Cross-Validation
In the previous lesson, we learned how train/test split helps us evaluate a model using unseen data.
Now we move one step further and answer an important question: what if our train/test split itself is biased?
To solve this, we use a powerful technique called Cross-Validation.
Why Train/Test Split Is Not Always Enough
When we split data once, the model’s performance depends heavily on how the data was split.
If the test data is unusually easy or unusually hard, our evaluation may be misleading.
This means a single split may not represent real-world performance accurately.
What Is Cross-Validation?
Cross-validation is a technique where we evaluate a model multiple times on different subsets of the data.
Instead of training once and testing once, we train and test the model several times.
The final performance is calculated as the average of all evaluations.
k-Fold Cross-Validation (Core Concept)
The most common form of cross-validation is k-fold cross-validation.
Here’s how it works conceptually:
The dataset is divided into k equal parts (called folds). One fold is used as test data. The remaining folds are used as training data. This process repeats until each fold has been used as a test set once.
This ensures every data point gets a chance to be tested.
Real-World Analogy
Imagine evaluating a student by giving them multiple small exams instead of one final exam.
Each exam tests a different portion of the syllabus.
The final grade is the average of all exams, making the evaluation fair and reliable.
Using Our Dataset
We continue using the same dataset:
Dataplexa ML Housing & Customer Dataset
Cross-validation ensures that our model performs well across different segments of customers, not just a specific group.
Implementing Cross-Validation in Python
Scikit-learn provides built-in support for cross-validation.
import pandas as pd
from sklearn.model_selection import cross_val_score
from sklearn.linear_model import LogisticRegression
df = pd.read_csv("dataplexa_ml_housing_customer_dataset.csv")
X = df.drop("purchase_decision", axis=1)
y = df["purchase_decision"]
model = LogisticRegression(max_iter=1000)
scores = cross_val_score(model, X, y, cv=5)
scores, scores.mean()
Each value in scores represents performance on one fold.
The average score gives a more reliable estimate of model quality.
Why Cross-Validation Reduces Overfitting Risk
Because the model is evaluated on multiple unseen subsets, it is harder for it to accidentally perform well by chance.
If a model performs consistently across folds, it is more likely to generalize well.

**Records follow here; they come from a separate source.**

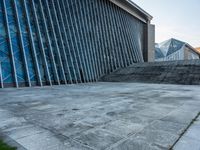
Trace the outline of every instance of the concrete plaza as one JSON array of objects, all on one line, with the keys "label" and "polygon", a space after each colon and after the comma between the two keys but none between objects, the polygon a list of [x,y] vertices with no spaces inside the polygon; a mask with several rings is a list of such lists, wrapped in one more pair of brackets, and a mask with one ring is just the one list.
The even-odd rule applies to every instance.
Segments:
[{"label": "concrete plaza", "polygon": [[199,86],[7,88],[0,89],[0,136],[21,150],[181,149],[199,112]]}]

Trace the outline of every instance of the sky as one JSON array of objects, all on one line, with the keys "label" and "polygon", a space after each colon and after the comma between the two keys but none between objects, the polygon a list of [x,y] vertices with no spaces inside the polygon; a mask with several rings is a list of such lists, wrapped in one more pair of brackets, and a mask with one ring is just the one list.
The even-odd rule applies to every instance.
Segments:
[{"label": "sky", "polygon": [[156,42],[176,38],[200,47],[200,0],[132,0],[150,15]]}]

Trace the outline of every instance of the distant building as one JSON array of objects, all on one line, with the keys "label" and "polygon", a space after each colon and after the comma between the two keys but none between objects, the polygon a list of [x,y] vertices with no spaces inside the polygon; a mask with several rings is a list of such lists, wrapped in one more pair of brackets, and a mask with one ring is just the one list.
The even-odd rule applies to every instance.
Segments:
[{"label": "distant building", "polygon": [[94,82],[148,61],[151,19],[131,0],[0,0],[0,88]]},{"label": "distant building", "polygon": [[169,39],[155,44],[155,61],[199,59],[200,51],[186,42]]}]

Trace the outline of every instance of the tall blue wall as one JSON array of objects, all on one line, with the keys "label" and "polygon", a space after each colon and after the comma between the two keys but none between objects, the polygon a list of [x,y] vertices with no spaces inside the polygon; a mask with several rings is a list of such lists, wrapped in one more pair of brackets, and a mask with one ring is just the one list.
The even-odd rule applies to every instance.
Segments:
[{"label": "tall blue wall", "polygon": [[97,81],[143,61],[145,26],[108,0],[0,0],[0,87]]}]

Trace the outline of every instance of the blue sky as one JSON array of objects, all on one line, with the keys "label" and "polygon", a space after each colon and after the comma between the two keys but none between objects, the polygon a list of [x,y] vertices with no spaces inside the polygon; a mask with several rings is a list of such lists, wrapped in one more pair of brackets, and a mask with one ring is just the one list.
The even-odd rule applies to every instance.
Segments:
[{"label": "blue sky", "polygon": [[132,0],[154,18],[156,42],[169,38],[200,47],[200,0]]}]

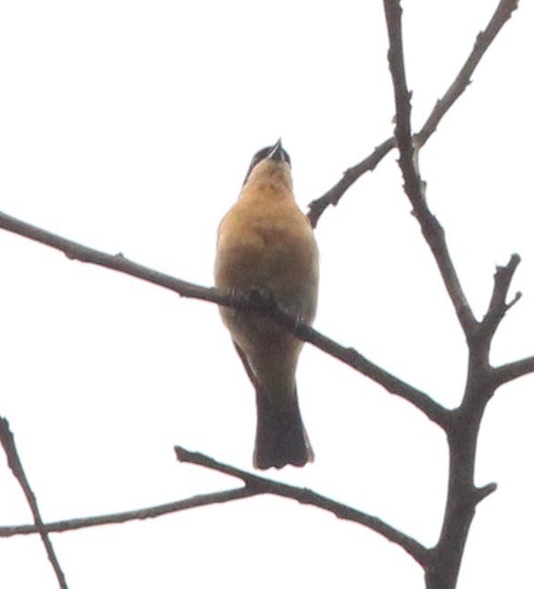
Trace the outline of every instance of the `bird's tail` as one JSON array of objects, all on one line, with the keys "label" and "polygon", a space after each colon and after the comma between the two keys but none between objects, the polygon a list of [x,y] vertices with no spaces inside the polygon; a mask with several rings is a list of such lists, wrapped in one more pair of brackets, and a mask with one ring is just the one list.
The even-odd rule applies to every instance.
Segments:
[{"label": "bird's tail", "polygon": [[267,395],[257,390],[256,405],[256,468],[282,468],[286,464],[304,466],[307,462],[313,462],[313,451],[300,416],[297,391],[291,396],[289,404],[277,407],[270,402]]}]

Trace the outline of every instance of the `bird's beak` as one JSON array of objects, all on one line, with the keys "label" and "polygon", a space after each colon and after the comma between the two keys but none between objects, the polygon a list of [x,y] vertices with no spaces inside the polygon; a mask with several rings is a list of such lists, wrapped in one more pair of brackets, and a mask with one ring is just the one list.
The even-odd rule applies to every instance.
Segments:
[{"label": "bird's beak", "polygon": [[269,155],[267,156],[269,159],[274,159],[275,161],[284,161],[284,147],[282,147],[282,137],[280,137],[273,146]]}]

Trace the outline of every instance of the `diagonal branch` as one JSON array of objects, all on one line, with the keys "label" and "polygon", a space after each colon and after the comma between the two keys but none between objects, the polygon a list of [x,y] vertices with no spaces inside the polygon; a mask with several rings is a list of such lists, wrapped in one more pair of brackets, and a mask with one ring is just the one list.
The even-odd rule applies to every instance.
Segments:
[{"label": "diagonal branch", "polygon": [[443,425],[448,418],[448,410],[426,393],[393,376],[379,366],[367,360],[355,350],[344,348],[333,340],[298,321],[291,314],[278,308],[271,299],[262,297],[259,293],[224,293],[216,289],[207,289],[197,286],[191,282],[173,278],[168,274],[157,272],[146,266],[136,264],[125,258],[122,254],[112,256],[97,249],[86,248],[76,241],[65,239],[65,238],[29,225],[1,212],[0,228],[59,249],[70,259],[78,259],[83,262],[96,264],[97,266],[103,266],[118,272],[123,272],[173,290],[182,297],[199,299],[226,307],[251,310],[262,313],[287,329],[299,340],[307,341],[330,356],[340,360],[345,364],[348,364],[356,371],[372,379],[375,382],[382,385],[392,394],[406,399],[422,411],[433,421]]},{"label": "diagonal branch", "polygon": [[488,311],[480,324],[480,329],[484,331],[488,340],[490,340],[493,337],[507,311],[521,298],[521,293],[516,292],[509,302],[506,301],[510,283],[520,261],[521,259],[519,254],[512,254],[506,266],[497,267],[493,277],[493,292],[491,293]]},{"label": "diagonal branch", "polygon": [[408,91],[404,66],[400,5],[394,0],[384,0],[384,8],[389,37],[388,56],[397,111],[395,137],[400,154],[398,165],[404,178],[404,190],[412,204],[414,215],[419,222],[423,236],[434,255],[458,319],[469,340],[477,322],[448,253],[445,231],[427,205],[422,192],[421,179],[414,163],[416,153],[411,135],[410,93]]},{"label": "diagonal branch", "polygon": [[[479,33],[474,46],[465,64],[458,76],[432,109],[427,121],[420,131],[414,136],[414,144],[418,148],[422,147],[430,136],[436,131],[438,125],[447,114],[452,105],[463,94],[469,84],[475,68],[491,45],[505,23],[510,18],[512,13],[518,7],[519,0],[500,0],[489,24],[486,29]],[[312,201],[308,207],[308,218],[316,227],[320,216],[330,205],[336,206],[345,192],[366,172],[375,169],[377,165],[397,145],[395,137],[391,137],[383,141],[375,151],[368,156],[359,164],[349,168],[341,179],[334,185],[327,193],[319,198]]]},{"label": "diagonal branch", "polygon": [[534,372],[534,356],[529,356],[529,358],[522,358],[493,369],[493,378],[497,386],[499,387],[532,372]]},{"label": "diagonal branch", "polygon": [[176,452],[176,457],[180,462],[198,464],[199,466],[204,466],[230,476],[237,477],[245,482],[246,488],[251,488],[257,493],[295,499],[305,505],[314,505],[319,509],[330,512],[339,519],[361,523],[362,525],[374,530],[390,542],[393,542],[404,548],[404,550],[406,550],[406,552],[422,566],[425,565],[428,559],[429,551],[428,548],[425,548],[423,544],[419,543],[417,540],[414,540],[411,536],[399,532],[374,515],[369,515],[368,513],[360,512],[359,510],[352,509],[348,505],[339,503],[332,499],[328,499],[327,497],[314,493],[309,489],[293,487],[284,482],[278,482],[256,474],[251,474],[246,471],[219,462],[209,456],[206,456],[199,452],[189,452],[180,446],[176,446],[175,451]]},{"label": "diagonal branch", "polygon": [[20,457],[18,455],[18,452],[16,452],[15,438],[13,437],[13,433],[9,429],[9,422],[3,417],[0,417],[0,443],[4,447],[4,452],[5,452],[5,456],[7,457],[7,464],[13,472],[15,478],[18,481],[18,483],[20,484],[26,498],[28,505],[30,506],[32,515],[34,516],[34,522],[35,523],[36,531],[41,536],[41,540],[43,541],[43,544],[45,545],[45,549],[46,550],[46,554],[48,555],[48,560],[50,561],[52,568],[54,569],[54,573],[55,574],[55,577],[57,578],[57,583],[62,589],[68,589],[66,579],[65,578],[65,574],[61,570],[59,561],[57,560],[57,556],[55,555],[55,553],[54,551],[54,546],[50,542],[47,531],[45,529],[45,525],[41,518],[41,513],[39,513],[39,508],[37,507],[37,500],[35,499],[35,495],[34,494],[34,492],[30,487],[30,483],[28,482],[26,475],[24,472],[22,462],[20,461]]},{"label": "diagonal branch", "polygon": [[500,0],[486,29],[477,36],[473,49],[454,79],[454,82],[450,85],[443,98],[438,100],[428,118],[421,127],[421,130],[415,135],[414,142],[418,147],[422,147],[427,143],[428,137],[434,133],[447,111],[471,83],[471,76],[475,68],[480,59],[482,59],[488,47],[493,43],[500,29],[509,20],[514,10],[517,9],[519,1]]}]

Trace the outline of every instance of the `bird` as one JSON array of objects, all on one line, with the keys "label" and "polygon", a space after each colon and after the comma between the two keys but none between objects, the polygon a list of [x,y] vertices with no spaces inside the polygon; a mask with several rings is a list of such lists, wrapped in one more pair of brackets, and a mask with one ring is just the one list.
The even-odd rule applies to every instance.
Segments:
[{"label": "bird", "polygon": [[[295,200],[291,159],[278,139],[254,156],[237,201],[220,222],[215,284],[226,292],[259,292],[311,325],[318,275],[313,229]],[[265,314],[219,311],[256,390],[255,468],[313,462],[295,380],[303,342]]]}]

Choosing the Right Value of k
Common choices include:
5-fold cross-validation 10-fold cross-validation
Smaller k means faster computation. Larger k means more reliable evaluation.
In practice, 5 or 10 folds work well for most problems.
Mini Practice
Think about our dataset.
Ask yourself:
Would one train/test split represent all customers fairly? How does cross-validation improve trust in evaluation?
Exercises
Exercise 1:
Why do we use cross-validation instead of a single split?
Exercise 2:
What does k represent in k-fold cross-validation?
Exercise 3:
Why is average score used in cross-validation?
Quick Quiz
Q1. Does cross-validation replace train/test split?
Q2. Is cross-validation computationally expensive?
In the next lesson, we will understand the Bias–Variance Tradeoff, which explains why balancing model complexity is critical.